Ah! there was no necessity for that. The heroic peasant had thrown himself upon his straw pallet, oppressed with feverish anxiety.
Would Marie-Anne know how to make the best use of the weapon which he had placed in her hands?
If he hoped so, it was because she would have as her counsellor and guide a man in whose judgment he had the most implicit confidence—Abbe Midon.
“Martial will be afraid of the letter,” he said to himself, again and again; “certainly he will be afraid.”
In this Chanlouineau was entirely mistaken. His discernment and intelligence were certainly above his station, but he was not sufficiently acute to read a character like that of the young Marquis de Sairmeuse.
The document which he had written in a moment of abandon and blindness, was almost without influence in determining his course.
He pretended to be greatly alarmed, in order to frighten his father; but in reality he considered the threat puerile.
Marie-Anne would have obtained the same assistance from him if she had not possessed this letter.

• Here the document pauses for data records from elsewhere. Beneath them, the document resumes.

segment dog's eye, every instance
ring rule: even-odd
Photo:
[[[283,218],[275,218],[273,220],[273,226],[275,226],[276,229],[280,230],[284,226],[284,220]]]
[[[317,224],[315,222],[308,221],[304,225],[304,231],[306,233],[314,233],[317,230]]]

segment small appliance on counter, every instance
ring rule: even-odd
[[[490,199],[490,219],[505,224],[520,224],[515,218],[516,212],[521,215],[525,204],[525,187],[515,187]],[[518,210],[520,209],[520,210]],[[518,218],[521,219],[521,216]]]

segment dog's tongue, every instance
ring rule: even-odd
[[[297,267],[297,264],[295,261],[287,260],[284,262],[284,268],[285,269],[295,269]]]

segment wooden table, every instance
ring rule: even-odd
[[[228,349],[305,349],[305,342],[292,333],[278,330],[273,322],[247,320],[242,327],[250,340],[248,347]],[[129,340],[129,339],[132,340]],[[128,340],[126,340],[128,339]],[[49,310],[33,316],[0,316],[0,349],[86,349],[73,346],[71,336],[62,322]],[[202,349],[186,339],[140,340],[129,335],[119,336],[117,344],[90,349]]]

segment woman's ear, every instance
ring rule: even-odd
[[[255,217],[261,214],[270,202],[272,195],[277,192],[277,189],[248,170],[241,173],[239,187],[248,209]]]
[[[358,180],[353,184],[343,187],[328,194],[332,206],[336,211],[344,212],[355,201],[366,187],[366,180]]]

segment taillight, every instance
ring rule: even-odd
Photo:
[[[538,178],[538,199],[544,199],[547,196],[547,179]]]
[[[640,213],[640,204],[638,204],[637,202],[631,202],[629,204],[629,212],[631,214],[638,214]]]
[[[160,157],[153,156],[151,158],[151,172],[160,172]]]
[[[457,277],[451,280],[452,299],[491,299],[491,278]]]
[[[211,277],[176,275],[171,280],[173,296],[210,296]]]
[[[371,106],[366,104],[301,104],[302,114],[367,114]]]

Other influences had decided him: the difficulties and dangers of the undertaking, the risks to be incurred, the prejudices to be braved.
To save the life of Baron d’Escorval—an enemy—to wrest him from the execution on the very steps of the scaffold, as it were, seemed to him a delightful enterprise. And to assure the happiness of the woman he adored by saving the life of an enemy, even after his suit had been refused, seemed a chivalrous act worthy of him.